What I'm trying to express here is that this stuff should not be treated
as "where is the problem?" but should be thought through carefully as
this is extremely easy to do wrong. I'll think it through carefully
here. Let's list some cases:
A) FTP download: stored ML gets downloaded through FTP/WebDAV support.
B) FTP upload: external XML gets uploaded through FTP/WebDAV
C) parse: stored XML is parsed inside of Zope by the page template engine.
D) publisher download: stored XML is downloaded as text/xml directly
through the publisher
E) ZPT inclusion: stored XML is included in another page template, for
instance to present it in a text area.
F) form submit: Text area is then saved and needs to be stored again.
Andreas Jung proposal (speculation)
===================================
As far as I understand it you're proposing:
* store XML as unicode text
* separately store the encoding on the page template object
* also keep the encoding="" bit in the XML preamble when storing.
Let's go through the cases
A) FTP download: encode this to whatever encoding is stored on the ZPT
object using Python unicode support. No encoding mangling necessary.
B) FTP upload: read encoding="" bit and store this on ZPT. Then decode
to unicode using that encoding. Could not be implemented by a
parse/serialization step without extra encoding="" manipulation
afterwards (after decoding to unicode).
C) parse: Rip out the 'encoding=""' bit before you send it in the
parser. encode to UTF-8 just before entering the parser.
D) publisher download: Rip out the 'encoding=""' bit. Then encode
according to response header (or zope.conf).
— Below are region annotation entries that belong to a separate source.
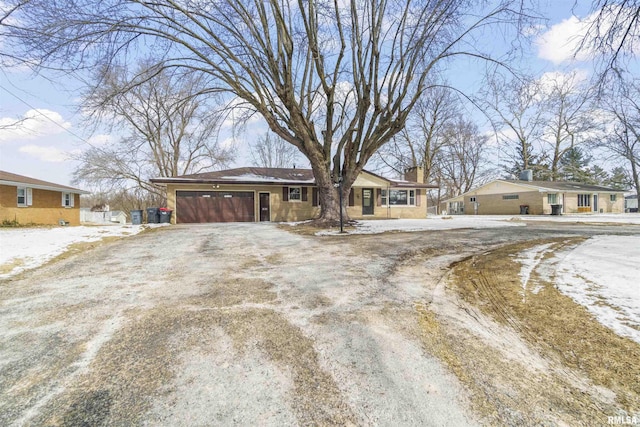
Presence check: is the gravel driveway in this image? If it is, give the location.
[0,224,637,426]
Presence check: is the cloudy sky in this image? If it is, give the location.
[0,0,632,185]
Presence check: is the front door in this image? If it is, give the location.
[260,193,271,221]
[362,188,373,215]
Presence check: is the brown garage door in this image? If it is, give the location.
[176,191,255,223]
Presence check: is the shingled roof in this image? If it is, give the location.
[504,179,624,192]
[151,167,315,184]
[0,171,89,194]
[151,167,436,188]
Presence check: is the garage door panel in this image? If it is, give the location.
[176,191,198,223]
[176,191,255,223]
Then add back encoding=""
bit stating if output is non-UTF-8 (not Python names like 'latin1' but
encoding identifiers XML is aware of).
E) ZPT inclusion: Send the unicode text to the page template.
encoding="" bit will be presented in the editor.
F) form submit: decode to unicode according to encoding of page that
displayed edit form and store it. Read 'encoding=' bit and store it in
ZPT object. Don't manipulate 'encoding=""' bit in XML.
encoding="" removal: C, D
encoding="" adding: D
encoding="" reading: B, F
encode from unicode: A, C, D
decode to unicode: B, F
no encoding="" manipulation required: A, E
no recoding required: E
straightforward: E
The forms editor scenario (E and F) is potentially confusing as the user
may be tempted by the ability to use encoding="" to paste latin-1 XML
text. Editor could say it only wants it in whatever encoding the page is
in, though.
Martijn Faassen proposal
========================
If you rip out the encoding before data is stored in the page template
and then store as unicode, then we have the following cases:
A) FTP download: Encode to UTF-8, output in UTF-8 only. No encoding
mangling necessary.
B) FTP upload: read encoding="" bit and decode to unicode accordingly.
Rip out encoding="". Could be done by a parse/serialization step, then
decode result to unicode.
C) parse: encode to UTF-8 just before entering the parser.
D) publisher download: Encode according to response header or zope.conf.
Add in encoding="" if output is non-UTF-8 using XML names for encoding.
E) ZPT inclusion: send unicode text to the page template. No encoding=""
bit will be in the XML presented in the editor.
F) form submit: Rip out any encoding="" before storing, ignoring it as
XML was in output encoding, then convert to unicode using input encoding.
encoding="" removal: B, F
encoding="" adding: D
encoding="" reading: B
encode from unicode: A, C, D
decode to unicode: B, F
no encoding="" manipulation required: A, C, E
no recoding required: E
straightforward: E
No storage of encoding information on ZPT object is necessary.
Case B) potentially confusion as upon re-download XML document will be
recoded to UTF-8 (though XML editors should be able to deal with this as
it's the default).
Form edit still potentially confusing as encoding="" bit disappears, but
at least suggestion to user is not made that information *presented* in
a textarea is in a particular encoding specified in the encoding="" bit.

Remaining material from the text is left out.